The cast is terrific -- Phil Silvers, Zero Mostel, Jack Gilford and Mr. Keaton all working hard to elevate the material. They are a pleasure to watch. But it's just not enough. This is a story meant for the stage -- where you can feel the energy -- not the screen.

Revisit: Tommy

A Columbia Pictures release 1975

Written & Directed by Ken Russell
Based on the album by The Who

A deaf, dumb and blind boy becomes a master pinball player and the object of a religious cult.

Ken Russell's 1975 adaptation of the classic Who concept album is a psychedelic kaleidoscope, a smattering of elaborate set-pieces, insane costumes and cartoon colors set the tune of Pete Townsend's windmill licks. It's a lot of fun in that tripped out, self-important yet actually silly & superfluous 70's way. It features the band along with several name actors -- Oliver Reed, Ann-Margaret (in an Oscar nominated turn), Jack Nicholson -- as well as other musicians -- Eric Clapton, Elton John, Tina Turner -- as they tell the story of Tommy, the famed deaf/dumb/blind pinball wizard.
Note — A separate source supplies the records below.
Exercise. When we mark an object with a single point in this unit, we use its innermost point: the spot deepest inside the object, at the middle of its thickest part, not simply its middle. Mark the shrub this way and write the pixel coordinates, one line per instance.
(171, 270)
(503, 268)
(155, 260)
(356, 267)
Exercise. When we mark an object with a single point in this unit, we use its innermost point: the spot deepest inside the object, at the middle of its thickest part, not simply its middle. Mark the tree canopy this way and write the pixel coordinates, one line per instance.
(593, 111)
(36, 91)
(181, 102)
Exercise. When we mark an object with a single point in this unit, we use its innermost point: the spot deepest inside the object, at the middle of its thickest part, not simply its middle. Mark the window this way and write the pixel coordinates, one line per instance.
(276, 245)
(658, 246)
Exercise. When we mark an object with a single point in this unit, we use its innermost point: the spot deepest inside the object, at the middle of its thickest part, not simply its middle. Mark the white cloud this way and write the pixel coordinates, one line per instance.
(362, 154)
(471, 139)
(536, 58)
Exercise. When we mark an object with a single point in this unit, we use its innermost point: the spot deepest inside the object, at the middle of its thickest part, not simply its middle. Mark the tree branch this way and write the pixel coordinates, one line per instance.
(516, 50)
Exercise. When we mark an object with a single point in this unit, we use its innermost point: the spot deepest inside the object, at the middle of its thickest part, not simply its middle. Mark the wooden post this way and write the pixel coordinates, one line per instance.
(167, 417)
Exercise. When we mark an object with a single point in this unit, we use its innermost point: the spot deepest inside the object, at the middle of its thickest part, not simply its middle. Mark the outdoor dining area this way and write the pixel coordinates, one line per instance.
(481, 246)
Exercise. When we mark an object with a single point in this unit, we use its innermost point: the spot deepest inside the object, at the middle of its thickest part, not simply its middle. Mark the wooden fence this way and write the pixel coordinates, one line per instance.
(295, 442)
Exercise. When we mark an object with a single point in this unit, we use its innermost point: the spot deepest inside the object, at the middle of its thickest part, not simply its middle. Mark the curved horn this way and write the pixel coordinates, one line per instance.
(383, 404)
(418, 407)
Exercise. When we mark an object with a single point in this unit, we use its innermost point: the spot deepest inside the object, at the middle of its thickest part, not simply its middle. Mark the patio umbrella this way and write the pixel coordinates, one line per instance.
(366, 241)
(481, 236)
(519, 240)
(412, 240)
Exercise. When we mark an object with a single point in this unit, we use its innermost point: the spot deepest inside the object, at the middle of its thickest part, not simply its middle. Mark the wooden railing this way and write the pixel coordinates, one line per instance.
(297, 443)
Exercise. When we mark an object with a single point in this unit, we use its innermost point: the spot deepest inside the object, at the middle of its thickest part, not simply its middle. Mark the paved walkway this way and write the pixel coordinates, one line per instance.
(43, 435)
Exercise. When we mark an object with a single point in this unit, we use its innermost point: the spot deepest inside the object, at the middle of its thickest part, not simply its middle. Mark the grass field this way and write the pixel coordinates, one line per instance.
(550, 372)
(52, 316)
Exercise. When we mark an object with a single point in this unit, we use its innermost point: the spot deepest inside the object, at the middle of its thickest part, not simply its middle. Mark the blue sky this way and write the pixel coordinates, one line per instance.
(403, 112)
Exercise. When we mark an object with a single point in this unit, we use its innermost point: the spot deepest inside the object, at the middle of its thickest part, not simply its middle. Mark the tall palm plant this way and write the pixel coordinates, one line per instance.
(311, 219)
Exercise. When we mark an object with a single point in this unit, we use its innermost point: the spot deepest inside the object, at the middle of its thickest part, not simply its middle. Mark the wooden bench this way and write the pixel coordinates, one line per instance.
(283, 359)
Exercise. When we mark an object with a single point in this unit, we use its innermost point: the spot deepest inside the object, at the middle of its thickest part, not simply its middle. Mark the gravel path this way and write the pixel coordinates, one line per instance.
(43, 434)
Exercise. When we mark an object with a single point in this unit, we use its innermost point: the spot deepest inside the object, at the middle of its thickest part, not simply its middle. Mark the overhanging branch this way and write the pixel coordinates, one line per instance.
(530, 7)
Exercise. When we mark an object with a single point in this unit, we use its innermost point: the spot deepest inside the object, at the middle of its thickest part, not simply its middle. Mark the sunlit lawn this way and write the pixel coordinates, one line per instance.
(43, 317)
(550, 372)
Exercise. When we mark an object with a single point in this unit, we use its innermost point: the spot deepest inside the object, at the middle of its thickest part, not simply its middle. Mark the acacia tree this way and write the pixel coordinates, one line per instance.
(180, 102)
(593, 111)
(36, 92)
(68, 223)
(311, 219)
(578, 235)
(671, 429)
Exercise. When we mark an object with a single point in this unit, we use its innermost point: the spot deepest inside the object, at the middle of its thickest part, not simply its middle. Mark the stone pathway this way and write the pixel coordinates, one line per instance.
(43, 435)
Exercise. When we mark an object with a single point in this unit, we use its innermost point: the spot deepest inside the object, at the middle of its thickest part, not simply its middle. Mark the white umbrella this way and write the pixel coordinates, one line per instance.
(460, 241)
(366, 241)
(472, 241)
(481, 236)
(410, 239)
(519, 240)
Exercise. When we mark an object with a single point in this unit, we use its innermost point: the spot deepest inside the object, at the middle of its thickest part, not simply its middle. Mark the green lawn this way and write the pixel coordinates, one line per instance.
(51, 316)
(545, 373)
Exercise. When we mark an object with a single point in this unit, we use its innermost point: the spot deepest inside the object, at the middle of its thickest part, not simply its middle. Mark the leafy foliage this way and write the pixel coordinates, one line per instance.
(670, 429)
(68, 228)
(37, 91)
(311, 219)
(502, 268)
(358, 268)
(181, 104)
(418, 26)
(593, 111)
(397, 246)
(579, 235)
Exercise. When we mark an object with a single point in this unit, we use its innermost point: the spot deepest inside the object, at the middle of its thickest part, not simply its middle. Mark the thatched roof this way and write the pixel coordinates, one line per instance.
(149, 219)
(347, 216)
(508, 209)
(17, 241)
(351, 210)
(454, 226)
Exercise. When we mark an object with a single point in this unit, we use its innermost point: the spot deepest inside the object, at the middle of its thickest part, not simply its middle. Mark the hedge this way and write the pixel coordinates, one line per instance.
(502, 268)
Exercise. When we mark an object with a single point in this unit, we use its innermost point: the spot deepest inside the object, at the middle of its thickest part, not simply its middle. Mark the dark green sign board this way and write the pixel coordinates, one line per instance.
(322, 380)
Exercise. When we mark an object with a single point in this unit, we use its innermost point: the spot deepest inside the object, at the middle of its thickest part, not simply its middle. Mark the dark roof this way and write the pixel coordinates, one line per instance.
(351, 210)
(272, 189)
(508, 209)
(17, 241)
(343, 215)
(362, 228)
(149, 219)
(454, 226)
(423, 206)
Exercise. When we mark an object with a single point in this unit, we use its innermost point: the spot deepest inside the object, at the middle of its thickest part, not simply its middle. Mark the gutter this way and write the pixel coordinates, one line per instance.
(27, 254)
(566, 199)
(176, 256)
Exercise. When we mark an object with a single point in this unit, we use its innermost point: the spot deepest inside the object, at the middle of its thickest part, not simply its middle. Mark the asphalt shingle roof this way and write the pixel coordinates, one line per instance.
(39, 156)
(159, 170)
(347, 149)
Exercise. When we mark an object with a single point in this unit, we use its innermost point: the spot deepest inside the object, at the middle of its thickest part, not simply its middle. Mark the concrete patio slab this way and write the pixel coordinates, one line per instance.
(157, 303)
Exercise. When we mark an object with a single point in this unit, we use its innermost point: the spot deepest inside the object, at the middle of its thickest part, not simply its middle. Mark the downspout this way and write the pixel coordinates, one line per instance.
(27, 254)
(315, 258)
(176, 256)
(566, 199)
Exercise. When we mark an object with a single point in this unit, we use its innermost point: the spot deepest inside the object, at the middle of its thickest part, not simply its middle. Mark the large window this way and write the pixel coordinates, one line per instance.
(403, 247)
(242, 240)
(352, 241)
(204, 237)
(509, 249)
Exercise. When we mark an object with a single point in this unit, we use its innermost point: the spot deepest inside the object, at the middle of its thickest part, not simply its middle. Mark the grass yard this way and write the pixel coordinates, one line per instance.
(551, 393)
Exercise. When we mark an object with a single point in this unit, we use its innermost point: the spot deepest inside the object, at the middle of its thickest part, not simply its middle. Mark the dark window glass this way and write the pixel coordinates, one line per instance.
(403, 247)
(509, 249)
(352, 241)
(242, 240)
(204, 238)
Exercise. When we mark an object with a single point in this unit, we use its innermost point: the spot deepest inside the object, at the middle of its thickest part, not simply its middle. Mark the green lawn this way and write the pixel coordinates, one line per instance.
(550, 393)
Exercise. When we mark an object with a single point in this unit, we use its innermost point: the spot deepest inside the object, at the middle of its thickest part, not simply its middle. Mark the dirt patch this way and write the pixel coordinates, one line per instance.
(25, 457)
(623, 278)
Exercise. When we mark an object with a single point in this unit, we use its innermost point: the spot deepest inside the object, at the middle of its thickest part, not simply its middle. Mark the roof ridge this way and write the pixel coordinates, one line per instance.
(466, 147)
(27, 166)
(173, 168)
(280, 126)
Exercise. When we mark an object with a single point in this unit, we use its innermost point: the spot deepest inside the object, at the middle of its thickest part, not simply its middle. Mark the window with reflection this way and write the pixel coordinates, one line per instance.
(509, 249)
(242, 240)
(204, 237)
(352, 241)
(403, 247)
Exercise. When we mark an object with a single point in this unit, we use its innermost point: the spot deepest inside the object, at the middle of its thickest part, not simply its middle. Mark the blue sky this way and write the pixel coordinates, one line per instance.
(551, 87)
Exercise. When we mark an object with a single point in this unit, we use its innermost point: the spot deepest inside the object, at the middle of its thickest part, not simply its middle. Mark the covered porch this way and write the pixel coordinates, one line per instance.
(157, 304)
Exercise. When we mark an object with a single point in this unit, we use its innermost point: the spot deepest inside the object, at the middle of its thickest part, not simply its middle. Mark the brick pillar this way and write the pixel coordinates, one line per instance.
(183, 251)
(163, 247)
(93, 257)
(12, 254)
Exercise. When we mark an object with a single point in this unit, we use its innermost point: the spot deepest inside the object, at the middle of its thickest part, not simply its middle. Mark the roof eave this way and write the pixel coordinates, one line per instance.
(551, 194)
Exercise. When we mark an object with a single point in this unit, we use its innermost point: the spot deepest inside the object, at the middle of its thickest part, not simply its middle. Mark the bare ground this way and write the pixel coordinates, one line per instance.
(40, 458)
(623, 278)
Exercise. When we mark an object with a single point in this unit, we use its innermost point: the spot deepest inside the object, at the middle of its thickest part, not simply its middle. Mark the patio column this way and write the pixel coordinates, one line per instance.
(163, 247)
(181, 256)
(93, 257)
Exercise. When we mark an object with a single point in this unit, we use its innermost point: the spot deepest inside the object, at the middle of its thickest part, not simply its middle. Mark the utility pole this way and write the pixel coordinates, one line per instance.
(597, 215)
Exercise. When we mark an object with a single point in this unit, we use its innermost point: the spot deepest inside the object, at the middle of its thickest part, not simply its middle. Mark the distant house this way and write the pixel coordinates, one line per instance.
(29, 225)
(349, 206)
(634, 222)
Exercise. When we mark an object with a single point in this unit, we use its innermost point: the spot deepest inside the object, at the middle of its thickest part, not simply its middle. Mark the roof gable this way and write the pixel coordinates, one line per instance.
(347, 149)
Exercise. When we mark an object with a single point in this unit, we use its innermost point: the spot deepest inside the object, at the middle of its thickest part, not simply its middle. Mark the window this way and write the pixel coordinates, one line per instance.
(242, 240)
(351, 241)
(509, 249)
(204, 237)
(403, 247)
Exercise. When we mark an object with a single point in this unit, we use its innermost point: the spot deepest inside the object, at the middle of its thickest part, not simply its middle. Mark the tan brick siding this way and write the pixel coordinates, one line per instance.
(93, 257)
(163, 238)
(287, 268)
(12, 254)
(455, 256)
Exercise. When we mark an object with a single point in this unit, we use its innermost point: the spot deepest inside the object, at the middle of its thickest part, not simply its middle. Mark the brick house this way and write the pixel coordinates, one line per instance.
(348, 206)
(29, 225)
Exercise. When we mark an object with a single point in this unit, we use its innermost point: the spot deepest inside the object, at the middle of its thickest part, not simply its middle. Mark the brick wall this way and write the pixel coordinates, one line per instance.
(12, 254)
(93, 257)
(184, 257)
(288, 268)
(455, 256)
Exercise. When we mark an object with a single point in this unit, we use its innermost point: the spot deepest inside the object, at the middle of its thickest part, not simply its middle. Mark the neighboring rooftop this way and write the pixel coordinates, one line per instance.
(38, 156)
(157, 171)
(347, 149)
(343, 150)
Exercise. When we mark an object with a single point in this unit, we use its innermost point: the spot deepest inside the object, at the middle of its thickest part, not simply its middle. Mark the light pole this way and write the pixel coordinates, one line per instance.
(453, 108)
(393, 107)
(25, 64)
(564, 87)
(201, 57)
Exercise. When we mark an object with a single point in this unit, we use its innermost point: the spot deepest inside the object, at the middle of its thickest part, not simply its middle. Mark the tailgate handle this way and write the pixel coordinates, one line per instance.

What strikes me most about this film is how it jumbles the story and song out of sequence from the album to bring its vision to life. They make a lot of changes to the source material and take the story down a path I had never truly envisioned in my own head. Tommy was my favorite album growing up -- I used to listen to it every night as I went to bed -- so you could say I have some personal attachment to it. Little details, like the fact that the song "1921" was changed to "1951" so the setting would make sense, seem like strange and unnecessary compromises, while other songs, like "Cousin Kevin", are put to image perfectly. Overall it's a fun film and certainly engaging visually (as Ken Russell films usually are), so it's worth a watch if you're a fan of The Who.